Heretofore, difficulties were experienced due to atmospheric scintillation effects, which destroy the spatial coherence of the wavefront across a detected area. Differential atmospheric scintillation causes the intensities of laser and "point source" backgrounds to differ from detector to detector. While this is not a serious limitation in high flying aircraft, where atmospheric scintillation is spatially well correlated, it is an important limitation for low flying aircraft or ground systems. At ground level the spatial correlation distance of sunlight is of the order of a mere seven millimeters. In an unequal path interferometer system such as, for example, a Fizeau or a Fabry-Perot stepped-etalon system reliance is made on achieving coherent signal detection and absolute background and background scan noise (incoherent signal) rejection by means of balanced detectors and signal cancellation (subtraction) techniques.

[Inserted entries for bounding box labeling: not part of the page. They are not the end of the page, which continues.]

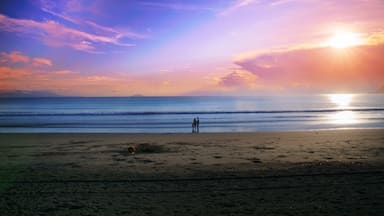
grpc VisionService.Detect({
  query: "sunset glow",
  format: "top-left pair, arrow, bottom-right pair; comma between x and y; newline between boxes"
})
0,0 -> 384,96
328,32 -> 364,48
329,94 -> 353,108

Several proposals to mitigate this problem are set forth in the aforesaid U.S. Pat. No. 4,309,108. One proposal was to make all the detectors view the scene through a common aperture so that the light intensities incident on all parts of the etalon were identical. The means for equalizing the radiation intensity between the detectors, according to one form set forth in said patent resided in the provision of a beam-splitter wherein the radiation entering the beam-splitter was divided so that one portion passed through the beam dividing surface to a first one of the regions of the etalon and a second portion was reflected from the beam dividing surface to a second one of the regions of the etalon. Thus, a common aperture means was provided for directing radiation to all portions of the etalon. Preferably, according to said patent, the beam-splitter had a plurality of very small dots on the beam dividing surface, which were highly reflective and the spaces therebetween were highly transmitting.
In another form according to said prior art patent, equalization of the radiation intensity between the detectors was effected by means of providing an etalon having a plurality of regions of different thicknesses wherein the regions were in a form of a plurality of interdigitated steps. A plurality of detectors were provided corresponding in number to the etalon regions, said detectors having a plurality of interdigitated elements corresponding to the interdigitated steps of the etalon, that were adjacent or in contact therewith. The widths of the detector elements were made as small as possible.
In summary, where an optical signature is observed in a turbulent medium such as the atmosphere and where observations in different wavelength regions, or amplitudes, etc., are to be compared simultaneously, the spatial intensity fluctuations due to the turbulence or scintillation can not be cancelled or subtracted unless the simultaneous observations can be performed over a sampling distance which is small compared to the spatial fluctuation length. It is an object of the present invention to provide means for doing so which extends the lower size limit significantly beyond that achievable with prior art detector arrays, and which allows for the simultaneous observation of four or more wavelengths with a single chip detector which is essential to exactly match comparison circuits.